Formation fluids, including oil and gas produced at a well head are typically conveyed through flow lines to remote processing equipment. It is conventional practice to use surface safety valves which are responsive to changes in operating conditions to automatically shut off flow in the flow lines at the onset of unusual or unscheduled operating conditions. Such surface safety valve installations are designed to automatically close in response to fluctuations in selected conditions in the flow lines, either above or below predetermined settings, such as high and low liquid levels, high and low temperatures, high and low pressures and the like.
Conventional surface safety valves typically include a pneumatic or hydraulic actuator coupled to a gate value for selectively permitting or disallowing flow of production fluids through the flow lines. For example, surface safety valves may be installed as a secondary master valve on a well head tree or as a wing valve directly on the flow line. Surface safety valves typically include a valve body having a central axis aligned with inlet and outlet passages and a space therebetween to receive the gate that may be moved perpendicularly to open and close the valve. In the closed position, the gate surfaces typically seal against sealing rings which surround the fluid passage through the valve body.
One type of surface safety valve includes a pneumatic actuator that is operated by a pneumatic supply system that is independent of well fluids and pressures. The pneumatic surface safety valve is designed to be held open by pneumatic control pressure acting on an actuator piston. Loss of pneumatic pressure in the actuator cylinder permits the well or flow line pressure acting on the gate along with the force exerted by a closing spring to drive the gate into a closed position. Such an actuator may be termed “fail safe,” since in the event of an emergency causing loss of pneumatic pressure, the actuator will automatically cause the valve to assume the safe or closed state.
It has been found, however, that the use of pneumatic controlled actuators for surface safety valves is limited due to the size requirements of the actuator piston needed to operate gate valves particularly for high pressure and high volume flow lines which may require large bore gate valves. In addition, due to condensation and contamination within the air system utilized for pneumatic actuation, it has been found that venting of the air into the atmosphere is environmentally unsatisfactory.
To overcome the size limitation of pneumatic controlled actuators, another type of surface safety valve utilizes a hydraulic actuator that employs a hydraulic circuit to operate the actuator and to open and close the surface safety valve. The hydraulic actuators are typically part of a large hydraulic system that is controlled by a remote hydraulic control panel. As with the pneumatic actuators, the hydraulic actuators typically operate by acting hydraulic control pressure on an actuator piston. It has been found, however, that the gate and actuator piston in a hydraulic system will stroke at a limited speed due to the flow rate of hydraulic fluid and the volume of hydraulic fluid that is typically used in hydraulic systems.

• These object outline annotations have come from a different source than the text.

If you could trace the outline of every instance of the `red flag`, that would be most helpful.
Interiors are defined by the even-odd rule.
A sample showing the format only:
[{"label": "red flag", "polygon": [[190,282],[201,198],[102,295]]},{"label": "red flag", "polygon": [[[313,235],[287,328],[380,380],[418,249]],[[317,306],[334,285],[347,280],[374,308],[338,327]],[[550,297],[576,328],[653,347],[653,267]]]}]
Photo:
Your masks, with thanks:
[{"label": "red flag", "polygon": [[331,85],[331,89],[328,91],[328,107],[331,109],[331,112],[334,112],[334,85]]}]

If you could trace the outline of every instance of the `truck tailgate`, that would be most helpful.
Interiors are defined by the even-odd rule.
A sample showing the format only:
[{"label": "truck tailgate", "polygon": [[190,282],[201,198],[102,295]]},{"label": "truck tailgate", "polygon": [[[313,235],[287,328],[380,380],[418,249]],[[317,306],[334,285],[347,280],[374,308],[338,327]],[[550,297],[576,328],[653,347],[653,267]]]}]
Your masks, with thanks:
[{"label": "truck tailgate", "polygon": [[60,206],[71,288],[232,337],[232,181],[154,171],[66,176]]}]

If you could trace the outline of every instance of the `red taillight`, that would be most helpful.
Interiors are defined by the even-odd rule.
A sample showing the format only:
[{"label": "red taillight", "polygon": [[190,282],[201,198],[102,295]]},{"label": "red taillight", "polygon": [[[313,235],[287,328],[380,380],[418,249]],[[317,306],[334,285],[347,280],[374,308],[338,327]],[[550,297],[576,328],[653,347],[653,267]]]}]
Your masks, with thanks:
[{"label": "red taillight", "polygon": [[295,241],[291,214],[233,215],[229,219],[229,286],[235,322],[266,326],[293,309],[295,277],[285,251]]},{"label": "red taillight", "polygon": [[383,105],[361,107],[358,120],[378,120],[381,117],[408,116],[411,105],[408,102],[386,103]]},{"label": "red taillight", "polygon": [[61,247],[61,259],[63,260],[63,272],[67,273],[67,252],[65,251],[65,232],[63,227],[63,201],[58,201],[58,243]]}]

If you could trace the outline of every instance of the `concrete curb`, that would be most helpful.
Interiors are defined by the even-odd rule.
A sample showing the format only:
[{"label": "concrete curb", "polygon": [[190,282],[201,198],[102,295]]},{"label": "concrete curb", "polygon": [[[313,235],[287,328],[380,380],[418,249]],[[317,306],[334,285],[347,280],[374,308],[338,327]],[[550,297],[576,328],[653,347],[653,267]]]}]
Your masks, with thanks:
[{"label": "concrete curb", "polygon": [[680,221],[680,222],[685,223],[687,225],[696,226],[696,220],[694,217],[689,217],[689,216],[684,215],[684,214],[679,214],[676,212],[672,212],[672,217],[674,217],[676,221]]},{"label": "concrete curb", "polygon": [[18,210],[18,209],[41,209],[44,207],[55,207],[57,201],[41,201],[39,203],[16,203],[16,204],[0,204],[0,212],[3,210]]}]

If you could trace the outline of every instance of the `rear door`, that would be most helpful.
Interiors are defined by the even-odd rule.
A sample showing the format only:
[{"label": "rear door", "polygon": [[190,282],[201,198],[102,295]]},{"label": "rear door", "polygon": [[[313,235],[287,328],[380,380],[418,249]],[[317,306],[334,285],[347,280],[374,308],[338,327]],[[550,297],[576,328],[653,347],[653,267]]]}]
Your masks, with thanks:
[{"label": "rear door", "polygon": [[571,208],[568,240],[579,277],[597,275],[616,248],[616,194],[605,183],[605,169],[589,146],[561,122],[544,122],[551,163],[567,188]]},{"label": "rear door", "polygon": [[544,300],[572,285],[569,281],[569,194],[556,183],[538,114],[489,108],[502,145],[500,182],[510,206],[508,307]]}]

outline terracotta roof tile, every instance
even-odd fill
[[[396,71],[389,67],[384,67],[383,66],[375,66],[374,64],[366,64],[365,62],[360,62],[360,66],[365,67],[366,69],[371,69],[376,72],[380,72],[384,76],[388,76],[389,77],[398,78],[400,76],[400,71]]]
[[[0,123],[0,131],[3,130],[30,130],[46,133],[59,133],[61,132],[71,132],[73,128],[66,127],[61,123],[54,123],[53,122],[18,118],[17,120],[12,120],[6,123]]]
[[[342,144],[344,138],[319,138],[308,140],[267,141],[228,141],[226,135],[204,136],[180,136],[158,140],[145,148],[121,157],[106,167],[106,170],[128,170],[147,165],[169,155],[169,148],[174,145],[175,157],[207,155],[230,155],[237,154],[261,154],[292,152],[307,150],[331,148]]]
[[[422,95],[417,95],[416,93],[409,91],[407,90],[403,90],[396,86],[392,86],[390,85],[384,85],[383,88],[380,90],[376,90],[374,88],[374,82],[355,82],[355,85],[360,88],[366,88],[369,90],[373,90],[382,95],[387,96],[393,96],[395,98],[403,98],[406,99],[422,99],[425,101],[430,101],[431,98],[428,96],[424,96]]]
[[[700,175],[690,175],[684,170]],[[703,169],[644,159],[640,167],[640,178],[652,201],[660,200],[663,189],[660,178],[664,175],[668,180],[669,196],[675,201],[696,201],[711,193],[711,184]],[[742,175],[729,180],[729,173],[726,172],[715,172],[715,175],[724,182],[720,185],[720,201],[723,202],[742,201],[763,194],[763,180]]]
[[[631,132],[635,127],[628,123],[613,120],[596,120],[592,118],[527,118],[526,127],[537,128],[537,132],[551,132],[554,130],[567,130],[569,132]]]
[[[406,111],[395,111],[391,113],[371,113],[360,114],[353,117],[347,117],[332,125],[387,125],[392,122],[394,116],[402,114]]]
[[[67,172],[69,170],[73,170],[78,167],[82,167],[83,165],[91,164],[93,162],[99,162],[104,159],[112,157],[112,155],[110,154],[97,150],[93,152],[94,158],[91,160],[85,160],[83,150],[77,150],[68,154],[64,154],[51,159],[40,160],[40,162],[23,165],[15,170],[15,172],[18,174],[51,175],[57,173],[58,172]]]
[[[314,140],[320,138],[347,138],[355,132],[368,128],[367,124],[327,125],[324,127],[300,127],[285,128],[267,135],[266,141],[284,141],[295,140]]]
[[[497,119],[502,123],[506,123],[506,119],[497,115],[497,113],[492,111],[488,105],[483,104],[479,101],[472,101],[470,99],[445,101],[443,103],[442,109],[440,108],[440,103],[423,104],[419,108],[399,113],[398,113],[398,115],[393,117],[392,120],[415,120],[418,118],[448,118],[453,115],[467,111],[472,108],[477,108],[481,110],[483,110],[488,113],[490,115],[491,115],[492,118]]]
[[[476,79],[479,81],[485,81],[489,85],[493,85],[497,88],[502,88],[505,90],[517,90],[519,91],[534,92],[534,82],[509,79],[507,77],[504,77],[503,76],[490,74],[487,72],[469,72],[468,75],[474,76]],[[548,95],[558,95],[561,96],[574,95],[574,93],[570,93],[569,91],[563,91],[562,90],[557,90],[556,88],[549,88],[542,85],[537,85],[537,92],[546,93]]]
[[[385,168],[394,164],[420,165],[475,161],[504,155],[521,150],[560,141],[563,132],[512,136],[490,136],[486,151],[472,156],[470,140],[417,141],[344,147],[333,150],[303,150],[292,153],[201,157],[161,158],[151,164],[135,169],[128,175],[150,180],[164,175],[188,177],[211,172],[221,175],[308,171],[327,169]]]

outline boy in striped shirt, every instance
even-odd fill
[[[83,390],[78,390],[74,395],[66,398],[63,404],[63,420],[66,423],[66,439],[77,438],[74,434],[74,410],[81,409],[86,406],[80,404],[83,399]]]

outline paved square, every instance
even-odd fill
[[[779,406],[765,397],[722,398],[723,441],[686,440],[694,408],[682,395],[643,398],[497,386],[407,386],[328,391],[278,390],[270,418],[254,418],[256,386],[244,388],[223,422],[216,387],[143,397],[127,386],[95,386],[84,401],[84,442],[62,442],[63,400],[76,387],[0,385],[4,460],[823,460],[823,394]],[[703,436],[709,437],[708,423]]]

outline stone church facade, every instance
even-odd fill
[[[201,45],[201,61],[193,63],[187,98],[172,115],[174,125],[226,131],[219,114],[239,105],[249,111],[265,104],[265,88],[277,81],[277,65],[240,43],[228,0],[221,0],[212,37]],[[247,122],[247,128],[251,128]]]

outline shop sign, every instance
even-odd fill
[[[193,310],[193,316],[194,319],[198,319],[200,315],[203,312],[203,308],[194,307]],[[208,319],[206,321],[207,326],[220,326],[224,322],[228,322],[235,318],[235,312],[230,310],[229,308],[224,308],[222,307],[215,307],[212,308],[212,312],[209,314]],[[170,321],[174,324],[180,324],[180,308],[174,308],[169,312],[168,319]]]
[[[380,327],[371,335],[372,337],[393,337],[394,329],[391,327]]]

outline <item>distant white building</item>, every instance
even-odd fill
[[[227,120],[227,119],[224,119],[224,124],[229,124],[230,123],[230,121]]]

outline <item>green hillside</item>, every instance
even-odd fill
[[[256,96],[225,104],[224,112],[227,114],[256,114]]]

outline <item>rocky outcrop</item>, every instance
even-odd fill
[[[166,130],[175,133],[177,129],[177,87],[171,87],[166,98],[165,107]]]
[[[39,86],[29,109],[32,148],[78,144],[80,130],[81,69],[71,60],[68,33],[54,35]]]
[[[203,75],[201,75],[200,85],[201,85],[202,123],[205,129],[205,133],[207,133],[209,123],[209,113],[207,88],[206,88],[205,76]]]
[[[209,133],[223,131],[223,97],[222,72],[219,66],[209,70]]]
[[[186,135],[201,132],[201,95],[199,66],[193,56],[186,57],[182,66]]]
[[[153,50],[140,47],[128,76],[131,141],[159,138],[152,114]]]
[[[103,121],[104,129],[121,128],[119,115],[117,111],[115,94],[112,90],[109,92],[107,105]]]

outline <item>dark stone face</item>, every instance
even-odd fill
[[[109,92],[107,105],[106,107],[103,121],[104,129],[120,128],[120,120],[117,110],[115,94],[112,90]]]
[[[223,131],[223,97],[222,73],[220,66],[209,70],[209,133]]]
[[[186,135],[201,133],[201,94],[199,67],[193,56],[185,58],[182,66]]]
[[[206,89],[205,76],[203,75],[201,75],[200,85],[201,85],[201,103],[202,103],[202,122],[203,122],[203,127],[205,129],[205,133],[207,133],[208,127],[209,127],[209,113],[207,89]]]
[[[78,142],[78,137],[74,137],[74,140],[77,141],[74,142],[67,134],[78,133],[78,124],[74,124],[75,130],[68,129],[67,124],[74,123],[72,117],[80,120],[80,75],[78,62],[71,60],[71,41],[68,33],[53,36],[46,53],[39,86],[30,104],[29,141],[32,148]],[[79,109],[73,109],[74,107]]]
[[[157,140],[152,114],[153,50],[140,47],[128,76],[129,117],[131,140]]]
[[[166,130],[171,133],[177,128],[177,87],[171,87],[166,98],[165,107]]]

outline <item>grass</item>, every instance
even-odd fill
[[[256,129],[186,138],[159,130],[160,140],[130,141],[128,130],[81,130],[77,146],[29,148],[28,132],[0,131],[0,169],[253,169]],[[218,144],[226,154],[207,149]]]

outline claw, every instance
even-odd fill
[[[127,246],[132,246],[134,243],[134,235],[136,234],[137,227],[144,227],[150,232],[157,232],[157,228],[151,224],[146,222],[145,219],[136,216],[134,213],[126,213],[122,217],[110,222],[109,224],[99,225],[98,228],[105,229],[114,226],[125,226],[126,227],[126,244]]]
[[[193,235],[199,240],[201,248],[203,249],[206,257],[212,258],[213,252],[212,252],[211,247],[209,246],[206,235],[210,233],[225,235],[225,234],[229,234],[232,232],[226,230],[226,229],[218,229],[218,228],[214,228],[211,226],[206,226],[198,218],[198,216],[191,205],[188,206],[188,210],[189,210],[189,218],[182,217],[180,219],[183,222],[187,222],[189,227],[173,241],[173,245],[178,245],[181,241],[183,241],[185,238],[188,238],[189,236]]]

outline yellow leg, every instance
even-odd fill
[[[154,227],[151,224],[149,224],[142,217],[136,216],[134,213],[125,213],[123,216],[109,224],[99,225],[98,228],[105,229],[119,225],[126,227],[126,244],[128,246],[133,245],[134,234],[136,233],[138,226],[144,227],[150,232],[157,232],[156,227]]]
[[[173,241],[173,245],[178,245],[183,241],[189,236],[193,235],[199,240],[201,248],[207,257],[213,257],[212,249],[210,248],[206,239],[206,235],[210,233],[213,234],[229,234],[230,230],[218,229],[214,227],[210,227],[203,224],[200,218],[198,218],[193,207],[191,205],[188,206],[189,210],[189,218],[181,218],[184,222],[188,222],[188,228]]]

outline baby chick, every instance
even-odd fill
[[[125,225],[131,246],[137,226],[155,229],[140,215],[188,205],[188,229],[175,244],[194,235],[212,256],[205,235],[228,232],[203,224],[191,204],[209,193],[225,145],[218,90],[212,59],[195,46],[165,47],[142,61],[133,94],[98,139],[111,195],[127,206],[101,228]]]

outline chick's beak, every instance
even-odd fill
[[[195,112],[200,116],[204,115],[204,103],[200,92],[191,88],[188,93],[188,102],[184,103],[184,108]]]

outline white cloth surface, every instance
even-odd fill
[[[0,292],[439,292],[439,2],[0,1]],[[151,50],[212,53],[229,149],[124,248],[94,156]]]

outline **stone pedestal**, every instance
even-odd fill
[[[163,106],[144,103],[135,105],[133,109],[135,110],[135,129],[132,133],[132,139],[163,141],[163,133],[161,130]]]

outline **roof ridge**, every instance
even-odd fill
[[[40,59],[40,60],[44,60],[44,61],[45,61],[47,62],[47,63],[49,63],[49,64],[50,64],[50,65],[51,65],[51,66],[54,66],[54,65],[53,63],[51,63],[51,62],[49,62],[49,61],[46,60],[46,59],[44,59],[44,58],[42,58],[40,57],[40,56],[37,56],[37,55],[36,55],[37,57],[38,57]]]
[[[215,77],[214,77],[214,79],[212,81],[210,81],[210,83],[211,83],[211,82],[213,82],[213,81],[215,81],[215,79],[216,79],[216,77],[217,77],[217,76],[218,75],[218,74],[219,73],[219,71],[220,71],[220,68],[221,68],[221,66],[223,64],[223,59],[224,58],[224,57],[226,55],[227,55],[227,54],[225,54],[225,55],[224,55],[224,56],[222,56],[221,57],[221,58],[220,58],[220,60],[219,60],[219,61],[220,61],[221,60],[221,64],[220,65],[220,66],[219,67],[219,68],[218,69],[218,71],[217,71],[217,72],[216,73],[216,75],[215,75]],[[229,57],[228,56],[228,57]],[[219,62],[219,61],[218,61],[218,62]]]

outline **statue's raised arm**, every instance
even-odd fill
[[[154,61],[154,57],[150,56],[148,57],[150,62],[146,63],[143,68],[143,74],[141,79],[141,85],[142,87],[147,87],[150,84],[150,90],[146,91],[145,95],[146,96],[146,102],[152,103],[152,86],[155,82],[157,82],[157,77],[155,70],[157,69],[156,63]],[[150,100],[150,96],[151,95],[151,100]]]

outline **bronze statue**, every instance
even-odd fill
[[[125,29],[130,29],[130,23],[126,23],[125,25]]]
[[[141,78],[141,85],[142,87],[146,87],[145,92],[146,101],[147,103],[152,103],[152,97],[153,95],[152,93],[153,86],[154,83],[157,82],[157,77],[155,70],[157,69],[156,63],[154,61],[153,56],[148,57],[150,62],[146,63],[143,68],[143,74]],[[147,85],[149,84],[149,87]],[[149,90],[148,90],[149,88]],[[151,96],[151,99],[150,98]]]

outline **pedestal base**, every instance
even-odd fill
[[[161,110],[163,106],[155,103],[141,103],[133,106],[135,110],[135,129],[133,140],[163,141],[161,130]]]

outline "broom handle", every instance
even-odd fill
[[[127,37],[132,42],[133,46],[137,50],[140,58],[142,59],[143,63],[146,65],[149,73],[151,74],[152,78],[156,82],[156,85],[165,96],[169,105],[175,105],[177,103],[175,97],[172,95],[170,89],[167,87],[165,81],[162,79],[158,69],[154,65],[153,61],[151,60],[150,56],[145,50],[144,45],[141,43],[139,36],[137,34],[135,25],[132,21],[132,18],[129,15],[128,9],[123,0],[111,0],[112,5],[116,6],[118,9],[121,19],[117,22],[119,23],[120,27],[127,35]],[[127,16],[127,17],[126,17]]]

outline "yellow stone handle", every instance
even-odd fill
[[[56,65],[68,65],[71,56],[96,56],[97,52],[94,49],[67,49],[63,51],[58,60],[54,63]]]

Along with the surface safety valve on the well head, it is common for producing wells to include a subsurface safety valve located in the well production tubing several hundred feet below the ground surface. Subsurface safety valves may typically be flapper valves or ball valves which may be carried in a tubing connection or may be installed and set in place by wireline. Subsurface safety valves are typically operated using hydraulic fluid to operate the actuator to an open position. As with hydraulic actuated surface safety valves, when an out of range condition occurs, hydraulic pressure is released and the subsurface safety valve will actuate to the valve closed position. It has been found, however, that as with hydraulic actuated surface safety valves, the volume of hydraulic fluid in the hydraulic system affects the speed and depth at which the subsurface safety valves will operate.
Therefore, a need has arisen for a control system for actuating surface safety valves and subsurface safety valves that minimizes the volume of hydraulic fluid necessary to operate a hydraulic actuator between the valve closed position and the valve open position. A need has also arisen for such a control system that eliminates the need for a remote hydraulic control panel through which hydraulic fluid is circulated to multiple hydraulically controllable devices. Further, a need has arisen for such a control system that may be attached to existing surface safety valve actuator and subsurface safety valve actuators.